Formatting transforms dates/times to date/time class, renames columns, and
converts data to numeric where possible. If character strings are contained
in traditionally numeric fields (e.g., weather speed may have values such
as "< 30"), they can be replaced with a character specified by string_as
.
The default is NA. Formatting also replaces data associated with certain
flags with NA (M = Missing).
Start and end date can be specified, but if not, it will default to the start and end date of the range (this could result in downloading a lot of data!).
For hourly data, timezones are always "UTC", but the actual times are
either local time (default; time_disp = "none"

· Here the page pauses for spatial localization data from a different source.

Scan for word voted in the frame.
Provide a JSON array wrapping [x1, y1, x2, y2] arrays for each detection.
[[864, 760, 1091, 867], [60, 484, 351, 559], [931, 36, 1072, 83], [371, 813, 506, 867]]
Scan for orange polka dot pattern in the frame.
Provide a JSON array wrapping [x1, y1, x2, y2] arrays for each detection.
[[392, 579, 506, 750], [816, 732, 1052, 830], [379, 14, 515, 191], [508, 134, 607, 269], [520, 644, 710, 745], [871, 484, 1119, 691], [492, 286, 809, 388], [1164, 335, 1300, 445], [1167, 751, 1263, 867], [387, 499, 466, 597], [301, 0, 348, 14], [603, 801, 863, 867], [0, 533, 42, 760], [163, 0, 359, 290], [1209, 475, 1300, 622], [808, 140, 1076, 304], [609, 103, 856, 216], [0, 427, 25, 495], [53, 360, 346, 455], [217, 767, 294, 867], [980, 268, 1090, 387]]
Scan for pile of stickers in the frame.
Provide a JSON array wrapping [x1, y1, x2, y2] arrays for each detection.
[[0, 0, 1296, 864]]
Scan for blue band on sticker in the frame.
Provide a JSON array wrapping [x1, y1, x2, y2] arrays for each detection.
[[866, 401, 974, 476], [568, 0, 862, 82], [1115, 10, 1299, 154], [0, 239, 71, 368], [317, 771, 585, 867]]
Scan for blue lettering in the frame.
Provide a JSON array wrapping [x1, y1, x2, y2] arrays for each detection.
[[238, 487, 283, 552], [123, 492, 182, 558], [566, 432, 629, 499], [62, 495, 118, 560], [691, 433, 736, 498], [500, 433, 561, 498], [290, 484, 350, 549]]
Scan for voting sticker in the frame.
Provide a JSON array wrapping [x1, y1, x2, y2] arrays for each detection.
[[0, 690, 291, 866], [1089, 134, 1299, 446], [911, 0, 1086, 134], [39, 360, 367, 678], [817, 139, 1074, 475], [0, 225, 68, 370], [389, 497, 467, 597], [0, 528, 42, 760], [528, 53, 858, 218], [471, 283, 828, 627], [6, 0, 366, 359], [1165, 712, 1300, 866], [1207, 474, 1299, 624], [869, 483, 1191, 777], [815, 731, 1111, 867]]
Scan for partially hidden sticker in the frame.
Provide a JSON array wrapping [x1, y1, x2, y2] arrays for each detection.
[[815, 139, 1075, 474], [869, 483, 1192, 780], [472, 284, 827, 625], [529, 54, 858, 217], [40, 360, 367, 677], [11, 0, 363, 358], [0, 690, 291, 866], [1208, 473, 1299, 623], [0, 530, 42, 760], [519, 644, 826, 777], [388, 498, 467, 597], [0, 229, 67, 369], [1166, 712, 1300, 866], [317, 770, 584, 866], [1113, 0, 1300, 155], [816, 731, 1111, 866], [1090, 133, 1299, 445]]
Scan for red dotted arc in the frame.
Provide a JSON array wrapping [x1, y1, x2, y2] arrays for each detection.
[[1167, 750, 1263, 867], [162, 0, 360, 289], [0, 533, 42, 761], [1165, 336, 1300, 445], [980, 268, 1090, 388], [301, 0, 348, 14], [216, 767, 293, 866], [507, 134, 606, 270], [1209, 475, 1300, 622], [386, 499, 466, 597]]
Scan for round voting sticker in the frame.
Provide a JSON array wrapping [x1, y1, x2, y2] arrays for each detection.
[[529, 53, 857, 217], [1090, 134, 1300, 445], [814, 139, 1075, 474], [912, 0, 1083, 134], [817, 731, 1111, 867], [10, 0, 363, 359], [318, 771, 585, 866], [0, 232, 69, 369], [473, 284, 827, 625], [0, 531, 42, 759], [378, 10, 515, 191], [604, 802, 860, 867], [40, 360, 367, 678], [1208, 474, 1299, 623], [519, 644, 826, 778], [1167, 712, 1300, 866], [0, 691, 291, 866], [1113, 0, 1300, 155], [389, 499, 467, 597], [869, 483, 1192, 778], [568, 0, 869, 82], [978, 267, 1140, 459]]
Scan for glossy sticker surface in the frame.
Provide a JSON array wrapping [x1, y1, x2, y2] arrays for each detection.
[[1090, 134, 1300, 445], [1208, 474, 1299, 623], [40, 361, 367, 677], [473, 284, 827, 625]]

), or UTC (time_disp = "UTC"
). When time_disp = "none"
, times reflect the local time without
daylight savings. This means that relative measures of time, such as
"nighttime", "daytime", "dawn", and "dusk" are comparable among stations in
different timezones. This is useful for comparing daily cycles. When
time_disp = "UTC"
the times are transformed into UTC timezone. Thus
midnight in Kamloops would register as 08:00:00 (Pacific time is 8 hours
behind UTC). This is useful for tracking weather events through time, but
will result in odd 'daily' measures of weather (e.g., data collected in the
afternoon on Sept 1 in Kamloops will be recorded as being collected on Sept
2 in UTC).
Files are downloaded from the url stored in
getOption("weathercan.urls.weather")
. To change this location use
options(weathercan.urls.weather = "your_new_url")
.
Data is downloaded from ECCC as a series of files which are then bound together. Each file corresponds to a different month, or year, depending on the interval. Metadata (station name, lat, lon, elevation, etc.) is extracted from the start of the most recent file (i.e. most recent dates) for a given station. Note that important data (i.e. station name, lat, lon) is unlikely to change between files (i.e. dates), but some data may or may not be available depending on the date of the file (e.g., station operator was added as of April 1st 2018, so will be in all data which includes dates on or after April 2018).
Examples
if (FALSE) { # check_eccc()
kam <- weather_dl(station_ids = 51423,
start = "2016-01-01", end = "2016-02-15")
stations_search("Kamloops A$", interval = "hour")
stations_search("Prince George Airport", interval = "hour")
kam.pg <- weather_dl(station_ids = c(48248, 51423),
start = "2016-01-01", end = "2016-02-15")
library(ggplot2)
ggplot(data = kam.pg, aes(x = time, y = temp,
group = station_name,
colour = station_name)) +
geom_line()
}